307 Development of a Rapidly Deployable Network of Hail Impact Disdrometers

Monday, 11 January 2016
Ian M. Giammanco, Insurance Institute for Business & Home Safety, Richburg, SC; and C. J. P. Estes and W. E. Cranford
Manuscript (1.2 MB)

Handout (2.6 MB)

Disdrometers have been used routinely for several decades to obtain size spectra for hydrometeors. With increasing losses due to severe hail events, there is an increasing need to develop a greater understanding of hail size spectra and the spatial and temporal characteristics of severe hail events. A large portion of the historical literature which describes hail size distributions resulted from data collected by hailpads and photogrammetric systems. Conventional hailpad networks are difficult to maintain, can become saturated with impacts during high concentration events, and do not provide any temporal information. Piezoelectric ceramic disks have been coupled with impact plates of various materials to capture both droplet and hail spectra (Joss and Waldvogel 1967; Lane et al. 2006; Salmi et al. 2011).

Six rapidly deployable hail impact disdrometers were developed and deployed in 2015. The system uses a four-sided, shallow pyramid impact plate following the general characteristics of the device developed by Lane et al. (2006). Acquisition of the voltage signal from the piezoelectric disk produced by hail impacts is handled by a low-cost microcontroller unit capable of 5 kHz timed sampling. To develop voltage to kinetic energy relationships, probes were impacted with laboratory ice spheres at known kinetic energies. The diameter of individual hailstones are then estimated by applying the diameter-kinetic energy relationships described in Heymsfield et al. (2014). Each platform also integrates an onboard GPS module for timing and position information. A small engineering tripod provides the base and support structure for the impact plate and data acquisition system when deployed.

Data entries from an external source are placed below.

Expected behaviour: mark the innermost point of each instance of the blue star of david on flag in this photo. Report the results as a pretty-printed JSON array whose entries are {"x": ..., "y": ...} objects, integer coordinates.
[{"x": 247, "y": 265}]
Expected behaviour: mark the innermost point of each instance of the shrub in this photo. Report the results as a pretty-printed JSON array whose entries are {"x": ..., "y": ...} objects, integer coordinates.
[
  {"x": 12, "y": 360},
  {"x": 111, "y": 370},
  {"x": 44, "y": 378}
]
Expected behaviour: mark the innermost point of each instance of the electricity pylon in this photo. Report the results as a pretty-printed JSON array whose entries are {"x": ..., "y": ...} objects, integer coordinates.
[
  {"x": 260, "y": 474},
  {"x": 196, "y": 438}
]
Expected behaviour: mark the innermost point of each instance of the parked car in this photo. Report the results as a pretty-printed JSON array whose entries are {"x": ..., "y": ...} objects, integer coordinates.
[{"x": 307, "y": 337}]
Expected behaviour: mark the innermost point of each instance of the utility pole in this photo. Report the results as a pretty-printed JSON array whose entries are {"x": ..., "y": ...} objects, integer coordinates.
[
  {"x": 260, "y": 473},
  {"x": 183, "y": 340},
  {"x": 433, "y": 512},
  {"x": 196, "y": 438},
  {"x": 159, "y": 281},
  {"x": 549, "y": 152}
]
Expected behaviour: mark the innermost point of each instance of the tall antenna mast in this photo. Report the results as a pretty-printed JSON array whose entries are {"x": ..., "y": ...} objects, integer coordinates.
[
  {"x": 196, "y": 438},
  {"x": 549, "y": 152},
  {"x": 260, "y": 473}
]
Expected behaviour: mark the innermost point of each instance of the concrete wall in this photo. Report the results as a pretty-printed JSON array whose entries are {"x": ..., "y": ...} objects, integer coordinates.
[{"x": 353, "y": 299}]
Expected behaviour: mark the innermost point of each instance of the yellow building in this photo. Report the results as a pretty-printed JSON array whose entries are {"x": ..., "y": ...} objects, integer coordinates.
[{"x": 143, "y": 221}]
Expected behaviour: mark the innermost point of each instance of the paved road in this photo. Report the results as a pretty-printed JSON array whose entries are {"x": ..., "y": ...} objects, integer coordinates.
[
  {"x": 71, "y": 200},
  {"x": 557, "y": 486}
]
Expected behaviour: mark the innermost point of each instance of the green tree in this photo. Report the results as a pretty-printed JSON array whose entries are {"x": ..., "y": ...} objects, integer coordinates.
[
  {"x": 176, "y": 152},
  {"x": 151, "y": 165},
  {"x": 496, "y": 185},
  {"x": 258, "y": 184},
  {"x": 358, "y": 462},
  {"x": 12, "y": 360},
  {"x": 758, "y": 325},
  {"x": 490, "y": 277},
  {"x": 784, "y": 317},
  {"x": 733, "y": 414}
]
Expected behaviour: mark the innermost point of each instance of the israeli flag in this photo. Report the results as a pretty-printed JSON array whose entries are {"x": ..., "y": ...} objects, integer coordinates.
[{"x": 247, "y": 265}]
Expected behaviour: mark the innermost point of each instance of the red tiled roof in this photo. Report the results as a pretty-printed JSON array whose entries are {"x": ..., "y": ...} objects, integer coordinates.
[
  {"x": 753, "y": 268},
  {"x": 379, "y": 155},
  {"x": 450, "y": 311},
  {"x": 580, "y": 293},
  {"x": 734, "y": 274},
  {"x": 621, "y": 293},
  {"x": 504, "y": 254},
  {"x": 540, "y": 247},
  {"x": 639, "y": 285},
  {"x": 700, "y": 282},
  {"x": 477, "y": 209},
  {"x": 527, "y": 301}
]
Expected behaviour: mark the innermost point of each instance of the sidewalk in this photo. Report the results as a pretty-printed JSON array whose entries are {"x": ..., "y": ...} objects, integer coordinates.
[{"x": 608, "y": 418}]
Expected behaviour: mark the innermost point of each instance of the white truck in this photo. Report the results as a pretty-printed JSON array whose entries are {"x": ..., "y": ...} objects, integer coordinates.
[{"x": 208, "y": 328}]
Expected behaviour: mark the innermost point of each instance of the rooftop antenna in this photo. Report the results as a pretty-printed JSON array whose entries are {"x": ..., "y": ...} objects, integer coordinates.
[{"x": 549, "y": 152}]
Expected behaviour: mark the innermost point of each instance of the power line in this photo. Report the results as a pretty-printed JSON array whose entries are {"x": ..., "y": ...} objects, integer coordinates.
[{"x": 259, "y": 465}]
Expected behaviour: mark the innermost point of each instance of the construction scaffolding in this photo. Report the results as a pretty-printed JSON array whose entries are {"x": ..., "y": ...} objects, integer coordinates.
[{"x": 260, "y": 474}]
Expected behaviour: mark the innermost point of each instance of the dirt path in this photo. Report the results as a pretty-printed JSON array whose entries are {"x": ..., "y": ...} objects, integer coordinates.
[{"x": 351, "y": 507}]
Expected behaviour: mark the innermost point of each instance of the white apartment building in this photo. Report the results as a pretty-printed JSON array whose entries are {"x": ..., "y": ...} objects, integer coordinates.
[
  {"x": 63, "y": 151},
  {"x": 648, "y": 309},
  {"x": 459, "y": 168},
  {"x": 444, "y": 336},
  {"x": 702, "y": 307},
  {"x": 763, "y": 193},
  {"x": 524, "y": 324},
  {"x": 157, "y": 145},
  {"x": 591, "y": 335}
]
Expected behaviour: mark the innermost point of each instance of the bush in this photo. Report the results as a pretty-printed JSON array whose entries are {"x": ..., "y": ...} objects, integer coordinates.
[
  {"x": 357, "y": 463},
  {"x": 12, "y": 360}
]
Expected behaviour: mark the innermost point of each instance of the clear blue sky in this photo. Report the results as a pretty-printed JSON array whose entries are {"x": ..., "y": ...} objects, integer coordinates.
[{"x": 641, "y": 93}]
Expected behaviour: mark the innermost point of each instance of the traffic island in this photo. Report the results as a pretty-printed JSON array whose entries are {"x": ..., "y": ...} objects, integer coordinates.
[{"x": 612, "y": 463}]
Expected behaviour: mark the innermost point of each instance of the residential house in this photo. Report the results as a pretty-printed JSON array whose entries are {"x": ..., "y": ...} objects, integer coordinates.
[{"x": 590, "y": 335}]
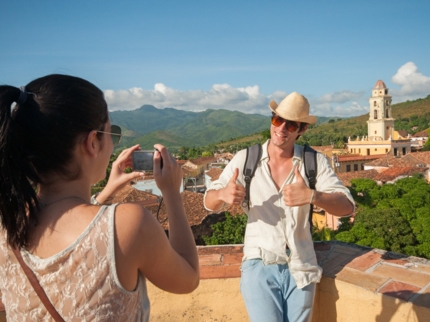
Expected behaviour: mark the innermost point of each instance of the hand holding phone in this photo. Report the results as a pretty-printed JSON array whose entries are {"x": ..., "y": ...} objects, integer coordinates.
[{"x": 143, "y": 160}]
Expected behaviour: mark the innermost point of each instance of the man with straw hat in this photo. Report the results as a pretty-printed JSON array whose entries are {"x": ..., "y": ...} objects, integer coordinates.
[{"x": 279, "y": 266}]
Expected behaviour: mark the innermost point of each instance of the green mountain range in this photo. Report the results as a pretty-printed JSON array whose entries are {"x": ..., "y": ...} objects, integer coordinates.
[
  {"x": 411, "y": 116},
  {"x": 176, "y": 128}
]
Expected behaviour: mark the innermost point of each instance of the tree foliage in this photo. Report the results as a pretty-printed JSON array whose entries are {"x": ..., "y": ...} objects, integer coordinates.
[
  {"x": 229, "y": 231},
  {"x": 394, "y": 217}
]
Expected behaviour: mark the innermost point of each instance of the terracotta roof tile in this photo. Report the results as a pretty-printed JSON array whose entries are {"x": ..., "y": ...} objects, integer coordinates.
[
  {"x": 194, "y": 209},
  {"x": 395, "y": 172},
  {"x": 403, "y": 133},
  {"x": 423, "y": 156},
  {"x": 203, "y": 160},
  {"x": 357, "y": 157},
  {"x": 323, "y": 148},
  {"x": 129, "y": 194},
  {"x": 346, "y": 177},
  {"x": 421, "y": 134},
  {"x": 214, "y": 173}
]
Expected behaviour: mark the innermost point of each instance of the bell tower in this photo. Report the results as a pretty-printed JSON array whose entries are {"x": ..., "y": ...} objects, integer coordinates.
[{"x": 380, "y": 126}]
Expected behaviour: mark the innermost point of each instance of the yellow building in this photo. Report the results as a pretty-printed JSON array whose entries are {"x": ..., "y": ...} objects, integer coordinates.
[{"x": 381, "y": 136}]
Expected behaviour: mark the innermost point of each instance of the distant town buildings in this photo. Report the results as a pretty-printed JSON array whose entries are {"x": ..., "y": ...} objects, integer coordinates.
[{"x": 381, "y": 136}]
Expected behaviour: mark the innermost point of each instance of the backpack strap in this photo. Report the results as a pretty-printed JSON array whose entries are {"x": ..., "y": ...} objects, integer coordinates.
[
  {"x": 310, "y": 160},
  {"x": 253, "y": 156}
]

The network of six probes was first deployed during a field campaign in 2015 applying the adaptive network concept of Weiss and Schroeder (2008). Probes were able to be deployed in one minute or less. Data were collected from four different parent thunderstorms, two of which were supercells and two multicellular clusters. Field teams were able to make measurements of hailstones shortly after each had passed over the probes. Hail size distributions from the disdrometer probes were in good agreement with those measured by the field teams for hail sizes greater than 1.5 cm. While the probe resolved smaller impacts, these stones likely melted before they could be measured.